Tujuh satu: Calon

7 1 0
                                    

Entah perasaan ku saja atau bagaimana? 

Aku merasakan perasaan aneh tatkala kaki ku melangkah menuju sedanku. Bahkan perasaan janggal ini sudah muncul sejak pertama kali aku melangkahkan kakiku keluar dari rumahku.

Celingukan, mataku menyapu pandang berusaha menembus pekat malam.

Aku merasa inderaku seolah menangkap pasang mata yang memperhatikanku dari jarak yang tak dapat ku perkirakan.

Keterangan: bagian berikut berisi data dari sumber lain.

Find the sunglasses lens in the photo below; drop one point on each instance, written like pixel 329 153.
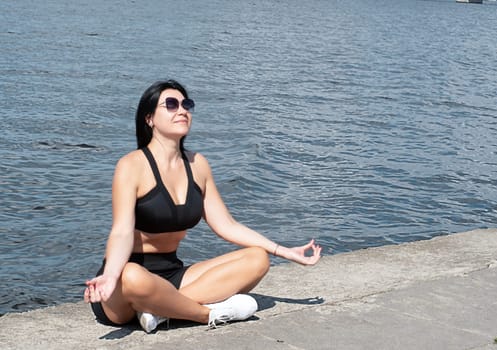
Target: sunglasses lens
pixel 188 104
pixel 172 104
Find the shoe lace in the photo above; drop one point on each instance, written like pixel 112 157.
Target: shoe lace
pixel 217 319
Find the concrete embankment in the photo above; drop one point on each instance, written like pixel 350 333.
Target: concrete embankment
pixel 433 294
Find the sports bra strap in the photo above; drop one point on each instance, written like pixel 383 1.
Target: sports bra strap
pixel 156 172
pixel 153 165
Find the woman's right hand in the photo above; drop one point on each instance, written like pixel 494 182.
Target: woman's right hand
pixel 99 289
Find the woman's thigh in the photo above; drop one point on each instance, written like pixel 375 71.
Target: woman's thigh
pixel 246 257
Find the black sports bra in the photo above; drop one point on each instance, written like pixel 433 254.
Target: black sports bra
pixel 156 212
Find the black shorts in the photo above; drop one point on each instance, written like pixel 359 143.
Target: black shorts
pixel 166 265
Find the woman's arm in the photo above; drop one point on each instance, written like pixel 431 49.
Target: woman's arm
pixel 120 241
pixel 223 224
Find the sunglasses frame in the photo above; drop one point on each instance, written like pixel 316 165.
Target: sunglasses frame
pixel 172 104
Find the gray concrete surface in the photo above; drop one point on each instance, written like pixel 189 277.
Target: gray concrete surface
pixel 433 294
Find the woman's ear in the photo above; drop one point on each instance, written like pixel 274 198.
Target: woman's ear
pixel 149 121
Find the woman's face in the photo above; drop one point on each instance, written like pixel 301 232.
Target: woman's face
pixel 172 115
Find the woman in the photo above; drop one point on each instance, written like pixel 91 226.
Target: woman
pixel 159 191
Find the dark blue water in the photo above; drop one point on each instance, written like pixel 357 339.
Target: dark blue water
pixel 359 123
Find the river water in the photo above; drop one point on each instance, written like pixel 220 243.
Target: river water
pixel 358 123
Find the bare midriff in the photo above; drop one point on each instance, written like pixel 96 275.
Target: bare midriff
pixel 157 242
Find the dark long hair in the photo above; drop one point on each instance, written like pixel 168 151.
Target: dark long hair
pixel 146 108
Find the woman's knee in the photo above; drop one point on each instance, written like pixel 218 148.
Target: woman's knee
pixel 134 280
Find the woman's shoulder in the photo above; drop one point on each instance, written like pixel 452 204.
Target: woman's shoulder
pixel 196 158
pixel 131 161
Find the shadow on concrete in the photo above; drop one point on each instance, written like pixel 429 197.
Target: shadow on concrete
pixel 266 301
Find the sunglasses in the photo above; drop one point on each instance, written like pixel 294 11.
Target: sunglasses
pixel 172 104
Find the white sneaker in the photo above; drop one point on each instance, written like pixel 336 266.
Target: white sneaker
pixel 236 308
pixel 150 322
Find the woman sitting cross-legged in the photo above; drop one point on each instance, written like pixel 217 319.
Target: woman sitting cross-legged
pixel 160 191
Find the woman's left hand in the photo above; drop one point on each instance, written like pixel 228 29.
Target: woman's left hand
pixel 298 255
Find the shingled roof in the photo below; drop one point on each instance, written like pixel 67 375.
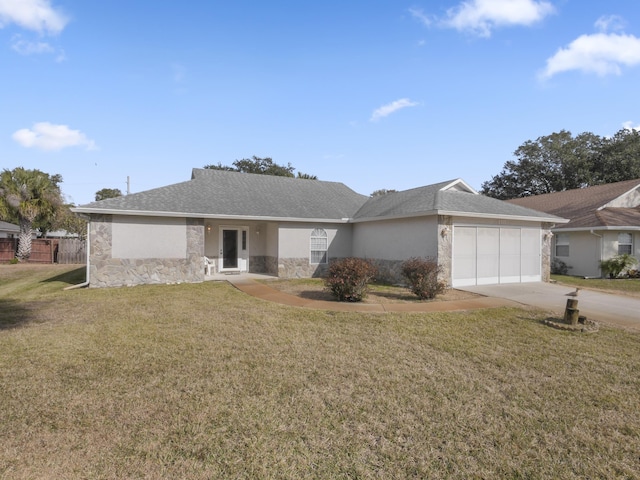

Entah sosok ganjil itu berada di kejauhan ... atau mungkin berada sangat dekat denganku namun tak kusadari.

Pada dasarnya, mata manusia sebenarnya selalu melihat benda-benda diluar bidang pandangnya, disadari atau tidak. Ini merupakan sifat alami manusia untuk bertahan.

Orang yang mempercayai makhluk gaib mungkin menganggapnya sebagai kehadiran hantu, tetapi mereka yang rasional tidak akan memiliki anggapan seperti itu.

Alih-alih makhluk halus, lebih seram lagi aku justru merasa bulu kudukku meremang dikarenakan ada sosok manusia yang mungkin saja secara diam-diam mengamatiku. Firasatku mengatakan demikian.

Stalker?

Apa kali ini lagi-lagi aku diikuti stalker?

Tetapi, apa yang stalker itu inginkan dariku? 

Bisa-bisanya ada orang yang mengikutiku sampai kesini. Apa tujuannya coba?

Hingga aku memarkirkan kendaraanku lantas keluar pun, perasaan janggal ini belum juga hilang. Aku masih merasa ada seseorang atau mungkin lebih ... tengah mengawasiku.

Pekat malam, gemerisik dedaunan yang bergesekan dari gerumbul pepohonan lebat, hembusan angin, bahkan keheningan, semua itu terasa mencekam.

"Nggak. Gak mungkin lah ada yang ngikutin."

Aku memejamkan mata rapat seraya menggeleng cepat, berusaha membuyarkan segala pikiran negatif ini. 

Dalam hati, berulangkali mengucapkan kalimat yang sama pada diri sendiri.

Semua pasti baik-baik saja.

Pasti baik-baik saja.

Di akhir pekan, aku sengaja bertandang ke kediaman Rasiska. Berniat untuk mengobrol dengannya. Ingin mengetahui apakah hubungannya dengan Rizlan sudah ada kemajuan.

Aku sudah tiba di depan rumahnya yang terbilang cukup besar. Di dominasi cat putih dengan pagar besi hitam menjulang tinggi.

Terpampang di depan gerbang halaman rumah, berderet pepohonan palem merah. Membuat pemandangan di depan rumah nampak asri.

Baru tiba di teras, dua orang gadis kecil berlari begitu tangkas tatkala melihatku datang.

"Kak Zura???"

"Kak Zuraaa...!"

"Hei, kalian apa kabar?"

Aku langsung berlutut, meletakkan kedua lututku di lantai. Membiarkan dua gadis kecil itu memelukku.

Aku memang sudah sangat akrab dengan kedua adik Rasiska. Mereka sendiri memiliki sifat yang ramah dan mudah akrab. Terlebih Ayah Rasiska yang juga selalu menyambutku dengan hangat setiap kali berkunjung kesini, membuatku merasa mereka sudah seperti keluargaku sendiri.

"Kakak kok baru sekarang mainnya? Kakak kemana aja? Aelke kan kangen."

Adik pertama Rasiska, Aelke Dwita, gadis itu baru berusia empat belas tahun.

"Kakak nyari Kak Siska, ya?" Adik kedua Rasiska, Venna Rizkya, yang baru berusia dua belas tahun itu sangat peka memang. Dia menarik tanganku, menuntunku menuju kamar kakak sulungnya di lantai atas tatkala aku mengangguk padanya.